Poster Tue, Jul 7, 2026 • 2:00 PM – 3:45 PM KST Coex: HALL A

SpecForge: A Flexible and Efficient Open-Source Training Framework for Speculative Decoding

Shenggui Li ⋅ Chao Wang ⋅ YIKAI ZHU ⋅ Yubo Wang ⋅ Fan Yin ⋅ Shuai Shi ⋅ YefeiChen ⋅ Xiaomin Dong ⋅ Qiaoling Chen ⋅ Jin Pan ⋅ JiLi ⋅ Yineng Zhang ⋅ Lei Yu ⋅ Yonggang Wen ⋅ Ivor Tsang ⋅ Tianwei Zhang

Abstract

Speculative decoding mitigates the memory-bound nature of LLM decoding by using a lightweight draft model to propose multiple tokens for parallel verification. However, its adoption has been limited by the lack of high-quality draft models and scalable training infrastructure. We introduce SpecForge, an open-source and efficient framework for training speculative decoding models with full support for EAGLE-3. SpecForge incorporates target–draft decoupling, hybrid parallelism, optimized training kernels, and tight integration with production-grade inference engines, enabling up to 9.9x faster EAGLE-3 training for Qwen3-235B-A22B compared to the baseline.
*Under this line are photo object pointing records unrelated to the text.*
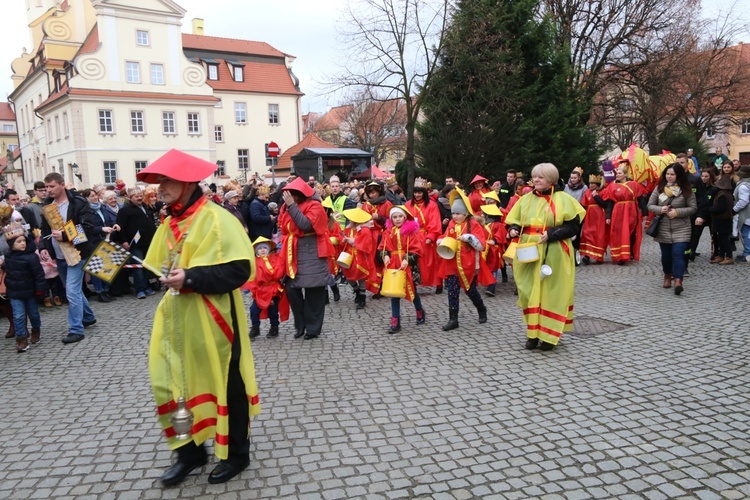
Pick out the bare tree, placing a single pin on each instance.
(392, 49)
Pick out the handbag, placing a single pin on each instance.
(653, 226)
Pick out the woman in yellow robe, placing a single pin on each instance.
(548, 218)
(200, 346)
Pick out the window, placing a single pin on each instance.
(168, 124)
(273, 114)
(243, 159)
(240, 112)
(194, 123)
(141, 38)
(157, 74)
(110, 172)
(136, 122)
(133, 72)
(221, 168)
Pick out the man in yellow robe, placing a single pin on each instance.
(200, 348)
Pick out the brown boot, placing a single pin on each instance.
(7, 311)
(667, 281)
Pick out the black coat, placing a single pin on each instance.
(24, 273)
(79, 211)
(132, 220)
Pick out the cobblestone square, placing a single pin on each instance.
(655, 408)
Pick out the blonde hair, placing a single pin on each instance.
(548, 171)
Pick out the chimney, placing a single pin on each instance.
(198, 26)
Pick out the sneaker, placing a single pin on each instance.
(72, 338)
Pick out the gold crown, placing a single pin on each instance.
(13, 230)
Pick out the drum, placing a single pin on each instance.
(527, 252)
(345, 260)
(447, 248)
(394, 283)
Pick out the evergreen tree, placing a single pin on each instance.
(501, 97)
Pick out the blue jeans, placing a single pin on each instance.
(673, 258)
(745, 232)
(22, 307)
(78, 307)
(140, 279)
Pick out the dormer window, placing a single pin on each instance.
(238, 70)
(213, 71)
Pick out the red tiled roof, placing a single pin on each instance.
(6, 112)
(258, 77)
(332, 120)
(65, 90)
(309, 141)
(231, 45)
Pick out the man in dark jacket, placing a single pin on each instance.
(261, 221)
(55, 241)
(137, 229)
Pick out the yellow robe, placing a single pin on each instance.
(547, 304)
(203, 326)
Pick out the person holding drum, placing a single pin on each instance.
(460, 247)
(401, 247)
(544, 263)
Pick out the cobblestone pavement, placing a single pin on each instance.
(655, 407)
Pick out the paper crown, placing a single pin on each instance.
(13, 230)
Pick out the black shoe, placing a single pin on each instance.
(450, 325)
(482, 315)
(226, 470)
(546, 346)
(254, 331)
(180, 470)
(72, 338)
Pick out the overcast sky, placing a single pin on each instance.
(303, 28)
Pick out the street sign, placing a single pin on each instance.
(273, 150)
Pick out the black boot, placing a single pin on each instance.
(452, 323)
(482, 310)
(254, 331)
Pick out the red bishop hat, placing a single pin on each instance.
(178, 166)
(477, 178)
(299, 185)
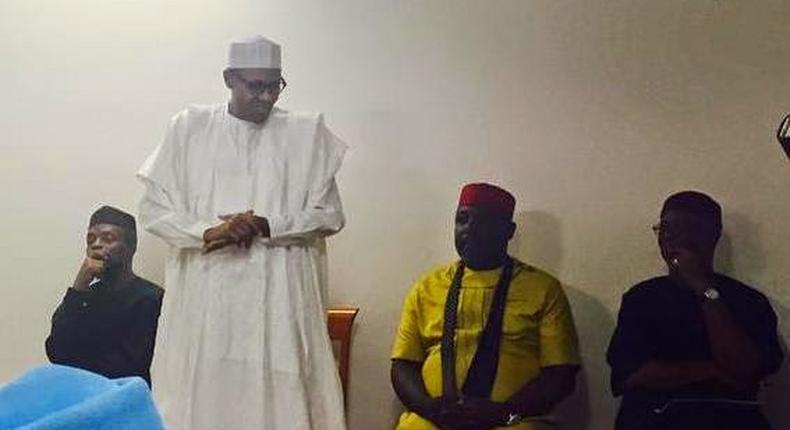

We further release SpecBundle, a suite of production-grade EAGLE-3 draft models trained with SpecForge for mainstream open-source LLMs, achieving up to 4.48x end-to-end inference speedup on SGLang and addressing the scarcity of high-quality drafts. Finally, we distill a systematic study of speculative decoding training into practical and actionable recipes to guide real-world adoption.